The new legislation would change the present ten-week limit for termination to four weeks, at which point most women do not even realise they are pregnant. It sought to eliminate any feasible exceptions, including pregnancies resulting from rape. The Turkish government, we were assured, would magnanimously take into foster care the babies born of rape. As an addendum to the abortion bill, it was also proposed that Caesarean sections should become less easily available. This seemed more reasonable, since around fifty per cent of mothers in Turkey are given Caesareans as a matter of course, because in state hospitals it is more convenient for the doctors to be able to schedule births, and in private hospitals, more profitable. But Erdoğan’s questionable claim that Caesareans limit mothers to two births immediately cast suspicion on his motives.

Of course, an outcry ensued, with protests all over the country, petitions, noted feminists writing impassioned articles like the Turkish novelist Elif Shafak’s for the
Guardian
, and a great deal of foreign interest, especially from the EU, who immediately cautioned the Turkish government against restricting women’s right to choose.
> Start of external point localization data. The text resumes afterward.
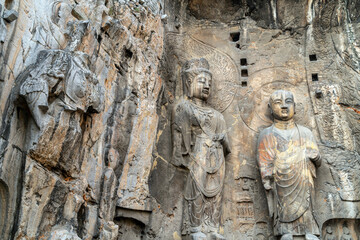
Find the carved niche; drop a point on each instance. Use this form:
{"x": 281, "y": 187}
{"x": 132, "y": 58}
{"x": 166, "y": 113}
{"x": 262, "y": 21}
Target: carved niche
{"x": 62, "y": 78}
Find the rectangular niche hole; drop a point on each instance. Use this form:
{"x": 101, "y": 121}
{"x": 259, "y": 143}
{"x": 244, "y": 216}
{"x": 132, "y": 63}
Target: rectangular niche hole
{"x": 235, "y": 36}
{"x": 244, "y": 73}
{"x": 243, "y": 62}
{"x": 312, "y": 58}
{"x": 315, "y": 77}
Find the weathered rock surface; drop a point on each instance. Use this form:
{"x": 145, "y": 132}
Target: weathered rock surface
{"x": 87, "y": 88}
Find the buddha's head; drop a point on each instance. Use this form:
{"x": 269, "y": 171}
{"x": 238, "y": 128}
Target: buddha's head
{"x": 196, "y": 78}
{"x": 282, "y": 105}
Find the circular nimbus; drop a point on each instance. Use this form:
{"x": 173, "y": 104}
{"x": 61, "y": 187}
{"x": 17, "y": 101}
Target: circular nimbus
{"x": 254, "y": 104}
{"x": 223, "y": 68}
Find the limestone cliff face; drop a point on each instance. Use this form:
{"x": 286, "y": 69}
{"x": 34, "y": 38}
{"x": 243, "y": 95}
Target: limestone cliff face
{"x": 87, "y": 89}
{"x": 79, "y": 89}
Ironically, Turkey introduced the current abortion law nearly thirty years ago. It is hard not to view the current situation as a serious regression.
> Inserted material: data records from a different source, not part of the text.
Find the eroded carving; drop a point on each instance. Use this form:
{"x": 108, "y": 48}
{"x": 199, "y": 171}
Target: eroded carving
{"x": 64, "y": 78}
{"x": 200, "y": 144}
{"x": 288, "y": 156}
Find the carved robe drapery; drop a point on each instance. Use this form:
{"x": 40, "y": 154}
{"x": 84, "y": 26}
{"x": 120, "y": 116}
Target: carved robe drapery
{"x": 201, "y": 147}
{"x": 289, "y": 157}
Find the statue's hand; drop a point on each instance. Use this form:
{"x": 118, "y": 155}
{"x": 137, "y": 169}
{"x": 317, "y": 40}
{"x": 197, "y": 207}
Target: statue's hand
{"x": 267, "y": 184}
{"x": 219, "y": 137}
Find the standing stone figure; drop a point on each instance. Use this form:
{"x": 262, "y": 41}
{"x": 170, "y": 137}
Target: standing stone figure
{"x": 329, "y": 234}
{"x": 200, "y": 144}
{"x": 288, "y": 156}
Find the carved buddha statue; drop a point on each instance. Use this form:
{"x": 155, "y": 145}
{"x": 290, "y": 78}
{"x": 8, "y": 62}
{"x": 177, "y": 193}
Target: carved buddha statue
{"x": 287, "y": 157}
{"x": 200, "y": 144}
Bolstering theories that the bill was only proposed to draw attention from the Uludere raid, and to gratify the AKP’s considerable devout following, nothing concrete was passed, but the subject has not been dropped. It has resurfaced sporadically since its sensational introduction, with the AKP trying to include clauses in the proposed new constitution relating to the ‘healthy continuation of the human race’, which,
among other things, would prohibit sperm banks because ‘every child has the right to know his father’. A tour company which foresaw a gap in the market and started advertising three-day ‘abortion trips’ to destinations such as London, Northern Cyprus and Bosnia had its licence revoked by the Ministry of Tourism.
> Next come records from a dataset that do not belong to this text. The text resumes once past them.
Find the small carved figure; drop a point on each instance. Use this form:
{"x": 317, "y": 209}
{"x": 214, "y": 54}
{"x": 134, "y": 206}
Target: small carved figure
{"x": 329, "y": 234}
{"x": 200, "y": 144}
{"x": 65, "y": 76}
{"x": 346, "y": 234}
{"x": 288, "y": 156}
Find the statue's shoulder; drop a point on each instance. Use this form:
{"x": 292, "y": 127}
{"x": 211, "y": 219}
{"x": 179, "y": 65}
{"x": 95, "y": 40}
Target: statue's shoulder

You can be as cynical as you like about the AKP’s political manoeuvring, the judicious timing and juggling of its contentious announcements, and claim that they are mainly for show, but there is an undeniable undercurrent of religious rhetoric that is, to my mind, disturbing. By all means, allow people to practise their religion, and to have an unexpected baby, or wear a headscarf, or fast during Ramadan. But it is when Mehmet Görmez, who as head of Turkey’s Religious Affairs Directorate is both government official and high-ranking Muslim cleric, says that ‘The mother is not the real owner of the foetus she carries [. . .] It is a gross injustice to handle this issue as a women’s issue, as men have always held the greatest responsibility in this issue throughout history’ that my blood really boils. It parboils on hearing this sentence uttered in a purely religious context, but what really angers me is the political voice this man has. Turkey needs to wake up to the real issues surrounding women’s rights. In 2011, women’s participation in the labour force fell to thirty-one per cent. In the same year, the name of the Ministry for Women and Family Affairs was changed to Family and Social Policies, at a time when women’s rights desperately need addressing. The last thing anyone needed was a bill limiting abortion.